“In the beginning was the Word, and Word was with God, and the Word was God… All things come into being through him, and without him not one thing came into being. What has come into being in him was life, and the life was the light of all people… And the Word became flesh and lived among us.” –From John 1:1-4, 14
The following is a point of view article I sent today to the Raleigh News and Observer in hopes that they will publish it in response the AP article about the President of Southern Baptist Seminary and his condemnation of yoga.
Southern Baptist Seminary President Albert Mohler just shared his pronouncement that yoga is an unacceptable practice for Christians. Mohler said in his comments published by the Associated Press on Friday that he objects to “the idea that the body is a vehicle for reaching consciousness with the divine.” Mohler added to his statement that such a view of the body is ” just not Christianity.”
As a Christian myself and as someone who spent the last10 years studying Christian views of the body to write my recently published book on just this topic (Let the Bones Dance: Embodiment and the Body of Christ, WJKP, 2010), I find President Mohler’s statement startling if not deeply tragic. The startling part comes from the fact that the uniqueness of Christianity traces itself back to a well-known miraculous event in a barn in Bethlehem in which Christians proclaim that God, yes God, took on a flesh and blood body in the person of Jesus Christ. Surely the Divine made a categorically different statement with such a radically cellular move than Mr. Mohler is making to us today. Christianity is nothing if it is not an incarnational faith—and that word, incarnation, points literally to the meat of the matter—God with us, in the flesh. The body for Christians was and is a crucial point of contact with God—it is how God made God’s self known to humanity with utter compassion and with the power to transform our lives from sin and despair to redemption and hope. The very root theological fact of Christian identity makes Mr. Mohler’s unequivocal rejection of the body’s spiritual capacity startling indeed. Christianity is first and foremost, from its first borning cry, about the body.

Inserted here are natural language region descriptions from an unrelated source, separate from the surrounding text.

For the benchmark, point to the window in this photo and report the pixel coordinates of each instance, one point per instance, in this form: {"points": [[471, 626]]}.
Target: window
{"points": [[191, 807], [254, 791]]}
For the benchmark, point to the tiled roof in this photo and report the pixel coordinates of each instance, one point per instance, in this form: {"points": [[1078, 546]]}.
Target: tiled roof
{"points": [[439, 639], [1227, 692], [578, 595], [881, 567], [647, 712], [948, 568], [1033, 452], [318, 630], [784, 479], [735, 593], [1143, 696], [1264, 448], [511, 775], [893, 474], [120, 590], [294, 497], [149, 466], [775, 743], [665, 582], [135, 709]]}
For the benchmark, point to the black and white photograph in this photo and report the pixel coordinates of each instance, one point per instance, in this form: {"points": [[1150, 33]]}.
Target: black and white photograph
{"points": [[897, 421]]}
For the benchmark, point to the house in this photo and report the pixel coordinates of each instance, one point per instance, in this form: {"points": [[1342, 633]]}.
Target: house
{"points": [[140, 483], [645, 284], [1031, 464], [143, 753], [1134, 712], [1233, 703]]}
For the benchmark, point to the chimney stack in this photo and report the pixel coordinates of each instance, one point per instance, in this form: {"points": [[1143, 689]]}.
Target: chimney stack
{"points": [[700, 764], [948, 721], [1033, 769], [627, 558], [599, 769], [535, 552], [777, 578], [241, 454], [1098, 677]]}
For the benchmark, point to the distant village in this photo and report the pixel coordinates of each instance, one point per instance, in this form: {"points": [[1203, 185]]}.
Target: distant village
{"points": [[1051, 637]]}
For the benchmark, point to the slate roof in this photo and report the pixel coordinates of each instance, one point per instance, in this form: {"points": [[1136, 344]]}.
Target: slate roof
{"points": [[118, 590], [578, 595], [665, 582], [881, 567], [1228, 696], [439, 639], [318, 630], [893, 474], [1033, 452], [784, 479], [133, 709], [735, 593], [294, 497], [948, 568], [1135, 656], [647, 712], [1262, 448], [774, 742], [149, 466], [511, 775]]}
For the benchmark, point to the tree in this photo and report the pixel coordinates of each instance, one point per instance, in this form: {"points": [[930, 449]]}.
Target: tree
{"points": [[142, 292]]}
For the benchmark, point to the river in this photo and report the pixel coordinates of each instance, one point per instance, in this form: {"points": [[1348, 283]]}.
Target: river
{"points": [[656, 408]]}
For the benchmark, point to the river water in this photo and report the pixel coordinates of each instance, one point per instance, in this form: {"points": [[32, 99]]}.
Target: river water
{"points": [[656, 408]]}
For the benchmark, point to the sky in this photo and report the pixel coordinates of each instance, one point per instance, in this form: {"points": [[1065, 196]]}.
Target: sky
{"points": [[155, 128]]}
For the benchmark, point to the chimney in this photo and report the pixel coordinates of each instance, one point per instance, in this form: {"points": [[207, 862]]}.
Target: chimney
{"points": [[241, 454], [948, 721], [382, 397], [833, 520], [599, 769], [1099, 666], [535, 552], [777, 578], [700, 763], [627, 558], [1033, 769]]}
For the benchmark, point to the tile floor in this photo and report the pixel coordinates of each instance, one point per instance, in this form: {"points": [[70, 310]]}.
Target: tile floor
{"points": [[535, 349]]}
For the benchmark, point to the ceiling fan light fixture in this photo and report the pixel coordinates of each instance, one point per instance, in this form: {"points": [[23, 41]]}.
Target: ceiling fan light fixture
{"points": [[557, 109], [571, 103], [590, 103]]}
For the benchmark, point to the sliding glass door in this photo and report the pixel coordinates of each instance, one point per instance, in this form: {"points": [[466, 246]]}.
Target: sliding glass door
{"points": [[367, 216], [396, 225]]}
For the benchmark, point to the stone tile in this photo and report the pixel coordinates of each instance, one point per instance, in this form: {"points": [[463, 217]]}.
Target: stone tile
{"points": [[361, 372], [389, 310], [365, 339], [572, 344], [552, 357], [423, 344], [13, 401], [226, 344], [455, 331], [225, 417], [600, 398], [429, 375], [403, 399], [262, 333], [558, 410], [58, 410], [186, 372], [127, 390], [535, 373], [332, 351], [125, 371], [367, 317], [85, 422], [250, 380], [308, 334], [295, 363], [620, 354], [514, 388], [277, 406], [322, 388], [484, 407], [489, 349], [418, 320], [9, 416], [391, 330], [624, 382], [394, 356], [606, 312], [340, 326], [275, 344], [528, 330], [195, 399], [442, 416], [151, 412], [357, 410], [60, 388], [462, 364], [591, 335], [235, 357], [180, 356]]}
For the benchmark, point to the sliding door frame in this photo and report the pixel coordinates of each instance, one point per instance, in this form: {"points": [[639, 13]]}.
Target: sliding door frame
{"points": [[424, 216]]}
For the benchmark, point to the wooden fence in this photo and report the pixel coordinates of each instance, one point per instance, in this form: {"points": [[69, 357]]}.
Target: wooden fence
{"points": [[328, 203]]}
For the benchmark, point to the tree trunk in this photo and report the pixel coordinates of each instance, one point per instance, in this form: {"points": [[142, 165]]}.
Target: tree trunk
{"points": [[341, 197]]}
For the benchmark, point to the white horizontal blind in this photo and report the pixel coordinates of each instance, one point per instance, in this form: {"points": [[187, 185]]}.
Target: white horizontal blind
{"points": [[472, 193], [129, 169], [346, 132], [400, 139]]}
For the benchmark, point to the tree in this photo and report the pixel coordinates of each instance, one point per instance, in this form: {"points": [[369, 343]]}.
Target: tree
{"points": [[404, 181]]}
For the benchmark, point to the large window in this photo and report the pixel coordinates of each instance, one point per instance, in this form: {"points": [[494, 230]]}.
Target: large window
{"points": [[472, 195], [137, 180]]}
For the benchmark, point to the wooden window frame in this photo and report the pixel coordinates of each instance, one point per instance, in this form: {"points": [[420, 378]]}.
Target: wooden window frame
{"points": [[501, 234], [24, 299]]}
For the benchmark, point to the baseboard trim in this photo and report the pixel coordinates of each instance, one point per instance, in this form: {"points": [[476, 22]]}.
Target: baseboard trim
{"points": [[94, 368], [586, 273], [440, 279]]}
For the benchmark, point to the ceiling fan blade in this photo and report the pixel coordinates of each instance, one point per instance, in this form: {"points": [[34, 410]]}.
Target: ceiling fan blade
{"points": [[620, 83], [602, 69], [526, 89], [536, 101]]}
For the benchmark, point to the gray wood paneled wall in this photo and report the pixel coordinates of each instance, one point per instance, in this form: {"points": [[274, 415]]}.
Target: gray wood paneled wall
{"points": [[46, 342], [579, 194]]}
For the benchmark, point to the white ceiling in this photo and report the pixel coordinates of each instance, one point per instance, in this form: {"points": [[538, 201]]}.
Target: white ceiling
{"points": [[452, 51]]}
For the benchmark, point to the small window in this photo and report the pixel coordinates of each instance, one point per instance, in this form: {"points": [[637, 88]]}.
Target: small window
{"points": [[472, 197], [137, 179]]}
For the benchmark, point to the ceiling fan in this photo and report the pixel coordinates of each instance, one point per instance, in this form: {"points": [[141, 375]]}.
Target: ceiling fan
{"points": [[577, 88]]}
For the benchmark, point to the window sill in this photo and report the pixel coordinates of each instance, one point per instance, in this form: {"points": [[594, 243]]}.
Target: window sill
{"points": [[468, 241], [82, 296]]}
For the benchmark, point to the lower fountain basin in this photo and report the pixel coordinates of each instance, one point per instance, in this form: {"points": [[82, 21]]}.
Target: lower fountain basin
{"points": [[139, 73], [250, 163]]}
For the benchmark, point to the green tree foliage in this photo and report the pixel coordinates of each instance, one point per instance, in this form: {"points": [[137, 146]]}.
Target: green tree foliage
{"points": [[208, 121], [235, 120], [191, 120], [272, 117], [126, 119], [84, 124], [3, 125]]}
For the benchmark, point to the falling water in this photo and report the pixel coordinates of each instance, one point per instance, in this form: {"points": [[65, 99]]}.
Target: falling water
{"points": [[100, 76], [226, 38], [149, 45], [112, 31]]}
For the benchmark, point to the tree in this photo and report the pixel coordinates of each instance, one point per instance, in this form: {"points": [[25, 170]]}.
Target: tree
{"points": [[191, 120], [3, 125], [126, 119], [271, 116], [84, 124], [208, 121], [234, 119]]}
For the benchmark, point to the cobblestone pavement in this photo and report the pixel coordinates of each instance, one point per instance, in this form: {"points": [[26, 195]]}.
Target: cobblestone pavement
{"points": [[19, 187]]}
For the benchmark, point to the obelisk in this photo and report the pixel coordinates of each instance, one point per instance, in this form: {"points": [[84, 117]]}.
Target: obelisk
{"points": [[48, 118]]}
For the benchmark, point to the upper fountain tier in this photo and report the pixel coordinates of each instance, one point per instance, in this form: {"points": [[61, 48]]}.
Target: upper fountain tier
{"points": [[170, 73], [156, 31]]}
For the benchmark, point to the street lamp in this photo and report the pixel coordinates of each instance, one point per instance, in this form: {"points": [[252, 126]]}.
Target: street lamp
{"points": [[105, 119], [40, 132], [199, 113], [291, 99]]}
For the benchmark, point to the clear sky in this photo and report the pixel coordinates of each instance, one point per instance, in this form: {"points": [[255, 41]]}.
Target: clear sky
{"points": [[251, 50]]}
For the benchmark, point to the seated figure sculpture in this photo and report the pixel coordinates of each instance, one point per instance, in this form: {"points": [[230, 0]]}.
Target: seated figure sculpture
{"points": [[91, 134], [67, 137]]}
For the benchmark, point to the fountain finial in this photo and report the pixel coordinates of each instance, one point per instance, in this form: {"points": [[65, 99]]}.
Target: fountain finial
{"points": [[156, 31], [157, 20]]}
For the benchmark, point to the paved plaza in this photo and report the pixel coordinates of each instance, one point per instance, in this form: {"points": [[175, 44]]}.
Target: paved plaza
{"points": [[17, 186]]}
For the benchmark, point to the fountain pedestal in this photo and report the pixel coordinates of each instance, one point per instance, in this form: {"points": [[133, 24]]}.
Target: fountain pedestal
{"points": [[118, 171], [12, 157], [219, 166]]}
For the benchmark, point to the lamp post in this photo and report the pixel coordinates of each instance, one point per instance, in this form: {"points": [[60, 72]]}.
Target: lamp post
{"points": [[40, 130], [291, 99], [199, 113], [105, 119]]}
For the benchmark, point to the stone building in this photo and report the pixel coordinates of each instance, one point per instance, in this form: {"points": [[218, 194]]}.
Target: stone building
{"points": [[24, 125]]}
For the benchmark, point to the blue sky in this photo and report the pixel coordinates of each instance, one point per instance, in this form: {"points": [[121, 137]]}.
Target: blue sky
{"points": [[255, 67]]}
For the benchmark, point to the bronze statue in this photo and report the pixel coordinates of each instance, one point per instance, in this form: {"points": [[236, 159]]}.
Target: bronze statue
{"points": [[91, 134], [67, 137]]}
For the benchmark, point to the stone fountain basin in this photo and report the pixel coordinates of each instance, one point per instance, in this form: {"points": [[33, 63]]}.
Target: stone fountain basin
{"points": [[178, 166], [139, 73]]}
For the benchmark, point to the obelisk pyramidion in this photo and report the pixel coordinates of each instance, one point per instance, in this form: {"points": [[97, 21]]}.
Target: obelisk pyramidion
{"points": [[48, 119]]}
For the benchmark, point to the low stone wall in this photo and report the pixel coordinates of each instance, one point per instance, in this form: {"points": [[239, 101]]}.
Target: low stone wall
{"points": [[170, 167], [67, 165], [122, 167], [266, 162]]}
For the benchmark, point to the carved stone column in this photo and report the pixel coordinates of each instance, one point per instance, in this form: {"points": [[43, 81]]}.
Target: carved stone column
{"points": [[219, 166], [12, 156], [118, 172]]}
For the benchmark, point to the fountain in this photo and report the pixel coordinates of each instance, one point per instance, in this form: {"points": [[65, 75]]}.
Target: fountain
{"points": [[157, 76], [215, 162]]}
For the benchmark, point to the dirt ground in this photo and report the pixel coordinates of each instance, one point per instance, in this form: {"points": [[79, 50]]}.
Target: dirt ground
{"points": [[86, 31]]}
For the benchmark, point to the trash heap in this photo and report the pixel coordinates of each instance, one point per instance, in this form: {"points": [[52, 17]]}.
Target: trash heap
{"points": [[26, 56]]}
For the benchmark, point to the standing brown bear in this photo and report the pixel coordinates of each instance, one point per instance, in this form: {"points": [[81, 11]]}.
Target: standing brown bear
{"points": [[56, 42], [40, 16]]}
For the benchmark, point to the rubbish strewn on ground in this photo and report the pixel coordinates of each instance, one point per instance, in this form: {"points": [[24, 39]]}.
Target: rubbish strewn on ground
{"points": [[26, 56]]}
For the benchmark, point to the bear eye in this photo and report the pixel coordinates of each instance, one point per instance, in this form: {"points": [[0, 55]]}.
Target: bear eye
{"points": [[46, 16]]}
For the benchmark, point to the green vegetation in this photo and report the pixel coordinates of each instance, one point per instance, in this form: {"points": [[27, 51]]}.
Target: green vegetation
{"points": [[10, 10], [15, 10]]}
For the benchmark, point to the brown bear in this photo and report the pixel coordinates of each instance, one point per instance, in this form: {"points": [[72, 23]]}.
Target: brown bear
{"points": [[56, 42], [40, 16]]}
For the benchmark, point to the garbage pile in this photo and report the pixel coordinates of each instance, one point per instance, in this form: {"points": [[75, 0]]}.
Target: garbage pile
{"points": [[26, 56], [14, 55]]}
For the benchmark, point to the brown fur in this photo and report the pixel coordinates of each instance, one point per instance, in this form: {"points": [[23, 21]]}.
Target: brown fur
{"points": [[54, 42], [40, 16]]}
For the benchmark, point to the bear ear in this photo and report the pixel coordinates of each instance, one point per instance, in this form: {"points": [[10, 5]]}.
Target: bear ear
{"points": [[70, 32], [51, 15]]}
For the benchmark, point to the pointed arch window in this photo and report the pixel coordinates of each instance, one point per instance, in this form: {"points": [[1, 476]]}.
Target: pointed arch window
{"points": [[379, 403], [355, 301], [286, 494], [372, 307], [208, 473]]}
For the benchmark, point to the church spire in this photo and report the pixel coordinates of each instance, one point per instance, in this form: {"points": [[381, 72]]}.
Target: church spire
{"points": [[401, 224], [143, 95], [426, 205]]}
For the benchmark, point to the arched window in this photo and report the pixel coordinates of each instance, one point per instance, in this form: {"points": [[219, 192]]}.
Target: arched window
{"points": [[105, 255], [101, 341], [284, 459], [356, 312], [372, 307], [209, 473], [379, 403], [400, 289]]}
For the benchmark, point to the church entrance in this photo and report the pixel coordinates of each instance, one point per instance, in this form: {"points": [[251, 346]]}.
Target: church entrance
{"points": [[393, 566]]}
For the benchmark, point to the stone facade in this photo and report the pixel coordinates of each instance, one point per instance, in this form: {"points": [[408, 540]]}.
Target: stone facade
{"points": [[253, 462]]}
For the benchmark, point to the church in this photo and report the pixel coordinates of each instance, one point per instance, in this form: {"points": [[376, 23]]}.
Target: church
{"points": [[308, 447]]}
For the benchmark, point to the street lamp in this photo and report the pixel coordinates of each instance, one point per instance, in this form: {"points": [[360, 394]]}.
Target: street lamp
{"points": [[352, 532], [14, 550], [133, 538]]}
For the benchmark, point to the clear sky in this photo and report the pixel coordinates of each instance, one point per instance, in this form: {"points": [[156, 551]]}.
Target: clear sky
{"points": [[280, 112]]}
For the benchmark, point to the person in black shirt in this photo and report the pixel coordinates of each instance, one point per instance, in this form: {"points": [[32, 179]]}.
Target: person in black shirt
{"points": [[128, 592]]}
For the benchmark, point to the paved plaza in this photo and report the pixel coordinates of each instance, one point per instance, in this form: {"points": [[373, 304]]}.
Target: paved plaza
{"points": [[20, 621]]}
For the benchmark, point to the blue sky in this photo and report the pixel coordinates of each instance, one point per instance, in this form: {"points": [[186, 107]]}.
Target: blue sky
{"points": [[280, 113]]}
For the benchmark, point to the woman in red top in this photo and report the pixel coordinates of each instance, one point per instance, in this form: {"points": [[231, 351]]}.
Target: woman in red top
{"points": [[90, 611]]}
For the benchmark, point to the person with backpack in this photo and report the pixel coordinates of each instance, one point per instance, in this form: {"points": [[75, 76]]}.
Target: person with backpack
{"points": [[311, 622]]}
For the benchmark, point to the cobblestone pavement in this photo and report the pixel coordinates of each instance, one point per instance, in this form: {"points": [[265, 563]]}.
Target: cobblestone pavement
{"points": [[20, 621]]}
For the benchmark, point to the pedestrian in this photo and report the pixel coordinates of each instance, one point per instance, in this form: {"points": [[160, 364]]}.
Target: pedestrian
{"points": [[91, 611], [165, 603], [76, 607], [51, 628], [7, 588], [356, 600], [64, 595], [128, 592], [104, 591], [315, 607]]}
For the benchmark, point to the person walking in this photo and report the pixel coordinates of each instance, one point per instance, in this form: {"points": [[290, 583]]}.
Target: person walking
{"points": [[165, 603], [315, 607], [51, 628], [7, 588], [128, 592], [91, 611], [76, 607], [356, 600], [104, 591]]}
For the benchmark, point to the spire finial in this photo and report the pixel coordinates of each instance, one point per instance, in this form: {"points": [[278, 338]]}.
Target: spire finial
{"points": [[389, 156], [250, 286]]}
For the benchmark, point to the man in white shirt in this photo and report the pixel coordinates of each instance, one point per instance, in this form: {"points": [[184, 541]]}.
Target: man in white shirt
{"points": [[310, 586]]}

My labeling of his comments as “tragic” comes from a deeper place in me than my work as a theologian and even as a minister. It comes from the enfleshed human being that I am—from someone who has lived as a body now for over 41 years. I, along with many others who follow Jesus and claim Christianity as our faith tradition, have been physically and spiritually harmed by this misguided and poorly grounded idea that Christianity is a body-hating, body-denying religion. And the Church as a whole has also been harmed by this false claim about Christianity especially in the Church’s Western contexts. Mr. Mohler can look around, just like most mainline Protestants can, and see the Christian church in America and in the larger Western world is languishing. The Church is shriveling up and dying in many places. And in other places, our bones are brittle and our muscles atrophied. Christian beliefs and practices have been distorted and contorted by viewpoints like the one President Mohler is espousing and we are feeling the effects of it today. I grieve for all that we have lost because of these distortions.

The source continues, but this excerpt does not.